SA, Société Anonyme, composée d’au moins sept associés. Le capital minimum est de 37 000 euros. Cela implique entre autres, la nomination d’un conseil d’administration et une structure hiérarchique bien établie. Ce statut n’est profitable que si le chiffre d’affaires envisagé est de plusieurs centaines de milliers d’euros dès la première année. Les deux formes les plus répandues sont clairement l’EURL et la SARL, elles représentent près de 80% des sociétés immatriculées en France. Cette étape effectuée, viennent ensuite les démarches administratives. La mise en place récente des CFE (Centre de Formalités des Entreprises) facilite la création.
Cette structure vous évite la tournée longue et fastidieuse des organismes auxquels vous devez signaler le début de votre exercice. Les aides à la création sont multiples et variées. L’ultime étape est celle de l’ouverture d’un compte bancaire. N’omettez pas avant de vous lancer, de déposer le nom de votre société à l’INPI.
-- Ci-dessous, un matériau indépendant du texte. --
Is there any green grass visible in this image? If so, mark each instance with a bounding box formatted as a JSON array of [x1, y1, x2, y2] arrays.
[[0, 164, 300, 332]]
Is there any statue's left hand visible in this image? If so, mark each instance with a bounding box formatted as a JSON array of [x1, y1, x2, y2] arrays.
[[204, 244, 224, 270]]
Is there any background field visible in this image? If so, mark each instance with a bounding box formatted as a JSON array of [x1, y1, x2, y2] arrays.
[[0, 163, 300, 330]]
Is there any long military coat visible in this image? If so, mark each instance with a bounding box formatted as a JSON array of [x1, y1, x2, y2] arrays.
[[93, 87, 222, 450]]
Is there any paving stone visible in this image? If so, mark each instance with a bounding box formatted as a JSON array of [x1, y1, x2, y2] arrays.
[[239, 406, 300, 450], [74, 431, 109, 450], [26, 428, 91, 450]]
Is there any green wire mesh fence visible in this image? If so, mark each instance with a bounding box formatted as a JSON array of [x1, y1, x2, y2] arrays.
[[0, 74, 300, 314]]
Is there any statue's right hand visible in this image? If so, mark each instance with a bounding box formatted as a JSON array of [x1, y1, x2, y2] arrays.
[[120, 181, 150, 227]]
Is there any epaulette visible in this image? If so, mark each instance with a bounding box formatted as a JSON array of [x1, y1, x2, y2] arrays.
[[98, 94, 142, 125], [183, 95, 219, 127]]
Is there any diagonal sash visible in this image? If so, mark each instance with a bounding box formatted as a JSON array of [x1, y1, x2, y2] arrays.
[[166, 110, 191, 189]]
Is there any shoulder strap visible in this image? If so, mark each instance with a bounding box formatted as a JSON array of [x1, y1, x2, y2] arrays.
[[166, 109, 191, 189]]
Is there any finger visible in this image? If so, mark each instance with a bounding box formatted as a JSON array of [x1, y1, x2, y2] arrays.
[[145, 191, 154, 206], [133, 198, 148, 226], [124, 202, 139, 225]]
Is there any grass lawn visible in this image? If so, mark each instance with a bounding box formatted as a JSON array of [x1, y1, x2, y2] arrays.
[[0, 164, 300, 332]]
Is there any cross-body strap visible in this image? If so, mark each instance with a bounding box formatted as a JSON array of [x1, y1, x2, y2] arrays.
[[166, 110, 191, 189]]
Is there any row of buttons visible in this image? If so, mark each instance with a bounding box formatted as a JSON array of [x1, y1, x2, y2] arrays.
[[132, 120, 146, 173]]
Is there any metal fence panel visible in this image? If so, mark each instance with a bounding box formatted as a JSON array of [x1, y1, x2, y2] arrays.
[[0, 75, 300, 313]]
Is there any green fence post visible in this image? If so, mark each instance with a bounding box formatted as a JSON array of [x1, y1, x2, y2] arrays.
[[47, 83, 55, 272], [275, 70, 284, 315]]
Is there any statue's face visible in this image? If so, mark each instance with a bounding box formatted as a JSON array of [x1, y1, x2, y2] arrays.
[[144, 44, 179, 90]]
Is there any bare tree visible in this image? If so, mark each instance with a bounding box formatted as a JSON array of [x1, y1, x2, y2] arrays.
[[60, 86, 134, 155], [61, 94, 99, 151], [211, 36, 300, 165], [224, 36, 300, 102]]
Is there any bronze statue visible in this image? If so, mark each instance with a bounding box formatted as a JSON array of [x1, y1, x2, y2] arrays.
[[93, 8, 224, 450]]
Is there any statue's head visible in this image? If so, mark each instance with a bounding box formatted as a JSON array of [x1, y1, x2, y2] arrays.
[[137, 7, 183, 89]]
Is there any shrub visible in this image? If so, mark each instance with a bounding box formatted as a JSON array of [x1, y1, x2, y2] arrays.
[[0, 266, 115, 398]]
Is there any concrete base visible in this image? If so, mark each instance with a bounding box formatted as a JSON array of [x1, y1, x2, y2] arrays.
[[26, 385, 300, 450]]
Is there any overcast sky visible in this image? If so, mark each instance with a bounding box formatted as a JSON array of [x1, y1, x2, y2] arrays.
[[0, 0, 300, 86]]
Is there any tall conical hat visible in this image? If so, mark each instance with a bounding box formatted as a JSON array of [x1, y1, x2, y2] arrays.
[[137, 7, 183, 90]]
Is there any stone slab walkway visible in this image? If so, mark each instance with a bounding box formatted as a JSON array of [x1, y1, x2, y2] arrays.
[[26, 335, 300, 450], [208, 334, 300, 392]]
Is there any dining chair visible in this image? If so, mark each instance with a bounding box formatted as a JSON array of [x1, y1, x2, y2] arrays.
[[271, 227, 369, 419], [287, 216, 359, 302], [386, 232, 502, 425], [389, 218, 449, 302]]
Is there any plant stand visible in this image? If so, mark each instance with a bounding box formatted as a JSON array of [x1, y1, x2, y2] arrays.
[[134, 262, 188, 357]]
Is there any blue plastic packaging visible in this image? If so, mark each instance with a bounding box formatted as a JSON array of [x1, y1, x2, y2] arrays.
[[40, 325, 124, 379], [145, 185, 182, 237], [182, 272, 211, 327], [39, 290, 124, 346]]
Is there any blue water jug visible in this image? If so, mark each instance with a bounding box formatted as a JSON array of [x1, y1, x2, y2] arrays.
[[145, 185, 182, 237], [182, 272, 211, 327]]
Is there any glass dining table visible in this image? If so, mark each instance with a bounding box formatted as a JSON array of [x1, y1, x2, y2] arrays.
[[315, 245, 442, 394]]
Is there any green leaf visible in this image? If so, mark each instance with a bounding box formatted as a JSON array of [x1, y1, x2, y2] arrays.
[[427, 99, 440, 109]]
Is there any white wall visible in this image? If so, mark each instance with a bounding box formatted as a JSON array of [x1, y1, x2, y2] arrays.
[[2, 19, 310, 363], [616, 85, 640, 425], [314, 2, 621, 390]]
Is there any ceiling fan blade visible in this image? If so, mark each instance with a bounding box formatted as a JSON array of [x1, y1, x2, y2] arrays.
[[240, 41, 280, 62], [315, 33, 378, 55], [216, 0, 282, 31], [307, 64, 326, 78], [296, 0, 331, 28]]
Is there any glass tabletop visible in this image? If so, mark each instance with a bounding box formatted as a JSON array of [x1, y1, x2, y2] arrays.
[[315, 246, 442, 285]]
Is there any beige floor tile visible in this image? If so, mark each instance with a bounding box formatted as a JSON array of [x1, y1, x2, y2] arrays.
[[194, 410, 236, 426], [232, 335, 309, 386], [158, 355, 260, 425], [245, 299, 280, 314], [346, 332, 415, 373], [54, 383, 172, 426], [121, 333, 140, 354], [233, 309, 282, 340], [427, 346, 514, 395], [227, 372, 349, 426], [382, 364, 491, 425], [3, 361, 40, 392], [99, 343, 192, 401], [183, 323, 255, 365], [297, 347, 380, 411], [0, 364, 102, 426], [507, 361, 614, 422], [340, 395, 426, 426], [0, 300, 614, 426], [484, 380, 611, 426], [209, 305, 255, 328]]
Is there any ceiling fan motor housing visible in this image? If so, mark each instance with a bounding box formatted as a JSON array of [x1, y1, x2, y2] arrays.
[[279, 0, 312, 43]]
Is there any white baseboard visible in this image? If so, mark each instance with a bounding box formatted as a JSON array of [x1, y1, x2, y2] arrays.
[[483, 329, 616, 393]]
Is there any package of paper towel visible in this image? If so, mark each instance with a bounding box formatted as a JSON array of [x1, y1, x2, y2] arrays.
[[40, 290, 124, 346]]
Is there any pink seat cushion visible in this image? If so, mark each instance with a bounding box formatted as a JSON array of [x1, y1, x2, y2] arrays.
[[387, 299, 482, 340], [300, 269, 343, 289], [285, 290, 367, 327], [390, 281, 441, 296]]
3) le recrutement des salariés
CDD, CDI « classique ».
La durée du travail constitue un autre point-clé : le contrat (à durée indéterminée ou déterminée) peut être à temps plein ou à temps partiel.
L’embauche de certains salariés ouvre droit à des aides spécifiques. En fonction des caractéristiques du contrat et du salarié, vous pourrez éventuellement bénéficier d’aides à l’emploi ou d’exonérations de charges sociales. Pour bénéficier de ces aides et/ou exonérations de cotisations sociales, vous devrez lancer une procédure spécifique ; généralement, il faut s’adresser à l’ANPE ou aux Assedic.
En matière de salaire, vous ne pouvez verser moins que le Smic ramené à la durée du travail (le montant du Smic est actuellement égal à 8,27 euros de l’heure). Mais la plupart des conventions collectives prévoient un salaire minimal supérieur au Smic, déterminé à partir du coefficient du salarié. Il est donc primordial de bien fixer la qualification du salarié, celle-ci déterminera le salaire minimal qui lui est dû.
Vous devrez acquitter les charges sociales afférentes au salaire versé auprès de l’Urssaf, de l’Assedic et des organismes de retraite complémentaire.
Le Code du travail oblige tout employeur à respecter des formalités. Voici les principales :
la déclaration d’embauche : toute embauche ne peut valablement intervenir qu’après une déclaration nominative effectuée par l’employeur auprès de l’organisme de Sécurité sociale dont il dépend (art. L. 320) ;
la déclaration à l’inspection du travail : l’entreprise embauchant pour la première fois doit faire une déclaration préalable à l’inspection du travail (art. L. 620-1) ;
l’affiliation à la caisse de retraite et de prévoyance : il faut inscrire le nouvel employé auprès de la caisse de retraite dont il relève ainsi qu’à un organisme de prévoyance s’il y a lieu ;
la visite médicale d’embauche : tout salarié nouvellement embauché doit passer une visite médicale avant l’embauche ou, au plus tard, avant l’expiration de la période d’essai (art. R. 241-48).